Hassan al-Turabi had called for President Bashir to surrender to the International Criminal Court on war-crimes charges.

March 9, 2009

Sudan released opposition leader and Islamist ideologue Hassan al-Turabi from prison at dawn Monday, citing the 76-year-old’s fragile health, according to the Associated Press. He had been held for seven weeks without charge, his family says.

Mr. Turabi – whom the Monitor interviewed in 2007 – was arrested on Jan. 14 and sent to a prison in the eastern city of Port Sudan after telling reporters that Sudanese President Omar al-Bashir should surrender to the International Criminal Court (ICC), rather than risk causing instability should he be indicted on war-crimes charges.

Last week the ICC made good on its threat, as the Monitor reported here, issuing a warrant for the Sudanese president’s arrest on charges of war crimes and crimes against humanity in Darfur.

Mr. Bashir is accused of masterminding the government’s war against Darfuri rebels, which the United Nations estimates has killed more than 300,000 people and internally displaced another 2.7 million.

Turabi is a major figure in Sudan, Africa’s largest country. He was once a key Bashir ally and seen as the spiritual force behind the 1989 coup that swept him to power.

During the 1990s, he was a leading advocate for the imposition of sharia, or Islamic law, in the multireligious country, spurring further conflict between the Muslim-dominated North and the largely Christian and animist South.

He was also a strong supporter of the presence of Al Qaeda leader Osama bin Laden in Sudan, which led to US airstrikes against that country following the 1998 terrorist bombings of US Embassies in Nairobi, Kenya and Dar Es Salaam, Tanzania.

Since then, Turabi and Bashir’s political partnership crumbled. Turabi's outlook became more moderate, and he and Bashir have become fierce opponents. In January, Turabi was the only major Sudanese politician to call for Bashir to cooperate with the war-crimes tribunal, telling reporters:

"Politically we think he is culpable.... He should assume responsibility for whatever is happening in Darfur, displacement, burning all the villages, rapes, I mean systematic rapes, continuously, I mean on a wide scale and the killing," according to Agence France-Presse.

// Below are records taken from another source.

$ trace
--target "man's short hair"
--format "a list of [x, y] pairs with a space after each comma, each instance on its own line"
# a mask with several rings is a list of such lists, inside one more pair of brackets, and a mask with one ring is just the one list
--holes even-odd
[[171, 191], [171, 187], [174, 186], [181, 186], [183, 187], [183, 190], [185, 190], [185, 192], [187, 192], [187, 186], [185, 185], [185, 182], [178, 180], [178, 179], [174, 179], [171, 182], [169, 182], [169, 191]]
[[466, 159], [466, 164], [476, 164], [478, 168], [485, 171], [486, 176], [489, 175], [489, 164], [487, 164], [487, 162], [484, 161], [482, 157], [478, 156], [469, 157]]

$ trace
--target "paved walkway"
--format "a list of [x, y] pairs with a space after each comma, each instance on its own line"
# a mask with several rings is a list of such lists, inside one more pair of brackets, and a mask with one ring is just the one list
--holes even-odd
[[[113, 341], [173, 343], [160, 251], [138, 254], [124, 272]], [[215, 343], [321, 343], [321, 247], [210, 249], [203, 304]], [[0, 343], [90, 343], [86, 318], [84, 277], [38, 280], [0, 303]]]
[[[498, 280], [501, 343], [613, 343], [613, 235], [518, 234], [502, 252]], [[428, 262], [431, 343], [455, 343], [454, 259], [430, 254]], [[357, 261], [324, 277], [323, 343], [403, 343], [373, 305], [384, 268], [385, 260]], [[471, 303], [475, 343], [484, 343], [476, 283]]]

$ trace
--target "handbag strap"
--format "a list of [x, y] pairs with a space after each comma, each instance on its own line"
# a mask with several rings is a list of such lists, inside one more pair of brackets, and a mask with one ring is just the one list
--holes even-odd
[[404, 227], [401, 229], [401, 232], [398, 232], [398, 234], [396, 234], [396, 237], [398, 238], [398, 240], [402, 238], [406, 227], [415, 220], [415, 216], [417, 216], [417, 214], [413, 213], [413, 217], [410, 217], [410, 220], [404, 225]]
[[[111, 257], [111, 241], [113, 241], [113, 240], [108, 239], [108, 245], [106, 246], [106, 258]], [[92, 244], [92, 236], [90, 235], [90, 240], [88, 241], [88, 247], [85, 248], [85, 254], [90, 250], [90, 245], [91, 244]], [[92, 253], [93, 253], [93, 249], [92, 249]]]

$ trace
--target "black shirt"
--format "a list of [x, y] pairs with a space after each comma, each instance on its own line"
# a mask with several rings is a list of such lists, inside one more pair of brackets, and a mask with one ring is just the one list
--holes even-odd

His family kept up their criticism during his detention, with his wife, Wisal al-Mahdi, telling The Sudan Tribune that her husband had been detained because of "personal grudges."

“There is no rule of law in this country,” she said. “He who has the power makes his own laws.”

Turabi was briefly detained last year following a daring attack on the Khartoum suburb of Omdurman by the Darfuri Islamist Justice and Equality Movement (JEM), which he has denied all links to.

Meanwhile, Bashir spent the day in Darfur rallying supporters against the ICC indictment. He reportedly waved a sword at the crowd and threatened to expel aid workers and diplomats deemed unsupportive of his presidency.

“Whoever deviates, we will not let them stay, whether a voluntary organization, an envoy, a diplomatic mission, or a security force,” he said, according to The New York Times.